Su “Il paese degli altri” di Leila Slimani

“Per essere donne libere bisogna essere un po’ egoiste”, dice la scrittrice franco-marocchina Leila Slimani in questa intervista con Elle del luglio scorso, a proposito dell’uscita in Italia del suo ultimo romanzo Il paese degli altri (La Nave di Teseo 2020, trad. dal francese di Anna D’Elia). Libere – ma non completamente – sono le protagoniste femminili di questo romanzo, il primo che abbia mai letto di questa autrice nata a Rabat nel 1981, vincitrice del Goncourt nel 2016 e che oggi è una delle autrici più lette e apprezzate di Francia.

Mathilde è una giovane e impaziente francese dell’Alsazia che sul finire della Seconda guerra mondiale si innamora di Amin, ufficiale marocchino impiegato nell’esercito francese decorato per il suo coraggio in battaglia. Finita la guerra i due si sposano e Mathilde, poco più che ventenne, lascia la Francia per volare in Marocco dove Amin la attende per portarla a pochi chilometri da Meknes, in una proprietà di campagna ereditata dal padre che l’ex ufficiale ha intenzione di trasformare in una moderna fattoria, alla pari con quelle dei coloni francesi che vivono nei dintorni. Sono gli anni della nascita del nazionalismo marocchino che contesta il protettorato francese e che piano piano si trasforma in vero e proprio movimento di liberazione culminante con la fine dell’occupazione francese.

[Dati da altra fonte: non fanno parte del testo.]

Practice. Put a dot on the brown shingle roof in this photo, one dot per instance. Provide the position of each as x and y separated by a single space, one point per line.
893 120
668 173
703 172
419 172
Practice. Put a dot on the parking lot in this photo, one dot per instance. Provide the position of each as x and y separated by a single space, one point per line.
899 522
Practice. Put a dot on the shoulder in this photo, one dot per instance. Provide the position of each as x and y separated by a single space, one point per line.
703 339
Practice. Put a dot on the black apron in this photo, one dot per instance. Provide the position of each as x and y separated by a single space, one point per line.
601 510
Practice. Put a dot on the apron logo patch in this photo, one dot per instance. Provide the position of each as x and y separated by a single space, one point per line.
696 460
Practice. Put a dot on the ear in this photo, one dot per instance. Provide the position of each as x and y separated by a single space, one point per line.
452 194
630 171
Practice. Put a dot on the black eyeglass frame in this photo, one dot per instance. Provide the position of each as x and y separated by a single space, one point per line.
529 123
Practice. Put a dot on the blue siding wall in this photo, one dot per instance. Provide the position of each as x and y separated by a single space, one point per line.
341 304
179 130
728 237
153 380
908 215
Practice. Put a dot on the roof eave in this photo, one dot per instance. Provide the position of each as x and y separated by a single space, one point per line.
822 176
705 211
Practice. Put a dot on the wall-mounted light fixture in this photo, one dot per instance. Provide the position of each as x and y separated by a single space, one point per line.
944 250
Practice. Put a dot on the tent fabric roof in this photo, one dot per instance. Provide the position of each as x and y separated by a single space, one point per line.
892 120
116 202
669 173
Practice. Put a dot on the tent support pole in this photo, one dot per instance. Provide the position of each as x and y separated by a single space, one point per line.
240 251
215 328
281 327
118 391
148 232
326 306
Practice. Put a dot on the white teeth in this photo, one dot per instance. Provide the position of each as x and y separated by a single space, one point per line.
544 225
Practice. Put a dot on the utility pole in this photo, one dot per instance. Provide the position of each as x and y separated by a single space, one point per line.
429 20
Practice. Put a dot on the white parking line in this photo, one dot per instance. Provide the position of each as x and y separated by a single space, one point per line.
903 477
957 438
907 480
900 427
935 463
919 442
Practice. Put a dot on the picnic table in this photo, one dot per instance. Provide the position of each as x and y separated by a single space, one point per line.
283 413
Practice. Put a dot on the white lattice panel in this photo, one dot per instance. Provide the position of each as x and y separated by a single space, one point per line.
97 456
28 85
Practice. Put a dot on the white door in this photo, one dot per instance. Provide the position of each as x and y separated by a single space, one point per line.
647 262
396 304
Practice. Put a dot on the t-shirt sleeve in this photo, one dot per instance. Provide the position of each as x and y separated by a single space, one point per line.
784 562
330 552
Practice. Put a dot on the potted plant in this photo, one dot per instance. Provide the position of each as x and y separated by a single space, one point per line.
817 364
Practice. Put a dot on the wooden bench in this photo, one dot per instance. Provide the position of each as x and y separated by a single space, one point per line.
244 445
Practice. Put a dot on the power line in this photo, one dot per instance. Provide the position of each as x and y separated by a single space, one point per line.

Mathilde e Amin vivono appartati dal ribollio della città e tirano su i due figli, Aisha e Selim, isolandoli dal contesto sociale e politico di Meknes. Sarà solo quando Aisha si troverà a frequentare una scuola privata cattolica francese che si accorgerà, per la prima volta, della sua condizione di figlia di una francese e di un “indigeno”. Nel frattempo, Mathilde, l’alsaziana alta, bionda e dagli occhi verdi, impara l’arabo e il berbero, avvia un ambulatorio per aiutare le donne della zona, si integra in quel paese “degli altri”, spesso inospitale, duro e spietato dove i francesi la guardano dall’alto in basso per il suo matrimonio misto e i marocchini la respingono per il suo essere francese. La sua ribellione è stata il matrimonio con Amin, l’amore per quell’uomo introverso e duro, capace di (pochi) gesti d’amore e terribili scoppi di violenza.

Poi c’è Selma, la bellissima e sfrontata sorella di Amin: ribelle per natura, si accorcia le gonne, va al cinema di nascosto, ha un gruppo di amici con cui fuma e discute di libertà e modernità, ruba i soldi all’anziana madre per acquistare lattine di Coca Cola e sigarette. Ma vive in una realtà e in una famiglia profondamente patriarcali, dove le ribellioni non sono ammesse e il potere degli uomini della famiglia non perdona.

Infine, c’è la piccola Aysha, incredibilmente chiusa ma incredibilmente intelligente che nell’agosto del 1955, quando si conclude il libro, assiste all’inizio della fine del colonialismo francese, mentre Meknes è in fiamme. Figlia di un marocchino e di una francese, impersona il volto del nuovo Marocco.

Il paese degli altri è il primo romanzo di una trilogia che, secondo quando detto dall’autrice, si concluderà con gli anni Duemila. È un bel libro, anche se non l’ho trovato bellissimo: Slimani ci presenta i personaggi principali e secondari con il contagocce e spesso all’apparire di un nuovo nome mi sono chiesta perché non lo avesse fatto partecipare prima agli eventi, invece di presentarlo all’improvviso. In alcune parti la narrazione mi è sembrata un po’ sconnessa e poco organica (ho trovato molto belle le parti in cui racconta della scuola di Aysha, peccato che poi abbandoni completamente quel filo narrativo per non riprenderlo più), ma immagino che ciò dipenda dal fatto che Il paese degli altri è solo il primo capitolo della trilogia. Alcuni capitoli sono più lenti e un po’ appesantiti dall’uso eccessivo dell’imperfetto, che rende rarefatte le scene; altri episodi sono più interessanti e in genere sono quelli con maggiore azione, dove la penna dell’autrice scivola meglio.

Però Leila Slimani sa inventare, è una brava affabulatrice e srotola le sue storie con perizia ricreando un universo credibile e piacevole in cui rifugiarsi e dimenticare il mondo esterno (e infatti mi ha ricordato la Isabel Allende de La casa degli spiriti in diversi punti). E poi mi piace che la stampa italiana la intervisti spesso: è una donna intelligente, e non ha paura di dire quello che pensa su razzismo, colonialismo, sessualità e femminismo.

(ps – proverò con i libri precedenti per approfondire meglio il suo stile!)